Radoccia rassicura: «Ok anche alla seconda scala antincendio»

CHIETI. Non è ufficiale il documento di vulnerabilità sismica del Seminario Pontificio Regionale San Pio X, quello che ha rilevato nel 2009 che in caso di evento sismico la struttura può reggere se non si superassero i valori di 4.2 della Richter. Fino ad ora la certificazione non è stata firmata da nessun ente di competenza.
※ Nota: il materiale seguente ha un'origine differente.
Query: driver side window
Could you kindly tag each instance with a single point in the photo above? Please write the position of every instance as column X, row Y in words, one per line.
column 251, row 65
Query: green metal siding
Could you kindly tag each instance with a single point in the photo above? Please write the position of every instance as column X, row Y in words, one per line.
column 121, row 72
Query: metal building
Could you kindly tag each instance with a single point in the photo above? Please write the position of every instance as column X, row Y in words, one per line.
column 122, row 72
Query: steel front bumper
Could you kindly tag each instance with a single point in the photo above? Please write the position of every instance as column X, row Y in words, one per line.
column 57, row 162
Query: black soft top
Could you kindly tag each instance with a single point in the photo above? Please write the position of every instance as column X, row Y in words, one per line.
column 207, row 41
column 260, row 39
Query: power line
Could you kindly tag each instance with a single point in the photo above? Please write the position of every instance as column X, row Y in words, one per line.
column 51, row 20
A spiegare la situazione ai ragazzi del liceo Scientifico Masci, ospitati in parte nei locali del seminario, è il dottor Angelo Radoccia della Provincia, che ieri mattina ha ricevuto una delegazione di studenti. In 5 si sono recati a palazzo Mammarella per avere chiarimenti sulla loro sicurezza, dopo un sit-in di 500 giovani su corso Marrucino: «Abbiamo dato la garanzia che verranno fatte ulteriori verifiche. Le migliorie dei sistemi di sicurezza nelle scuole sono in linea con ciò che ha decretato la Regione» dice Radoccia. Spunta, intanto, un altro documento del 2010 che attesta, invece, la staticità della struttura: «Questo è l’unico documento ufficiale. La vulnerabilità sismica non è mai stata ufficializzata dal momento che risulta incompleta. Ci siamo impegnati ad apportare delle migliorie per quanto riguarda i sistemi di sicurezza» ricorda il tecnico provinciale Francesco Faraone. Delle verifiche “fast” ci saranno, l’ide, nonostante la scarsità delle risorse, è quella di installare nella sede pontificia una seconda scala anti-incendio e aprire una via di fuga intermedia, le classi si distribuiscono su due piani. Aspettando il trasferimento nell’ex Berardi. (a.s.)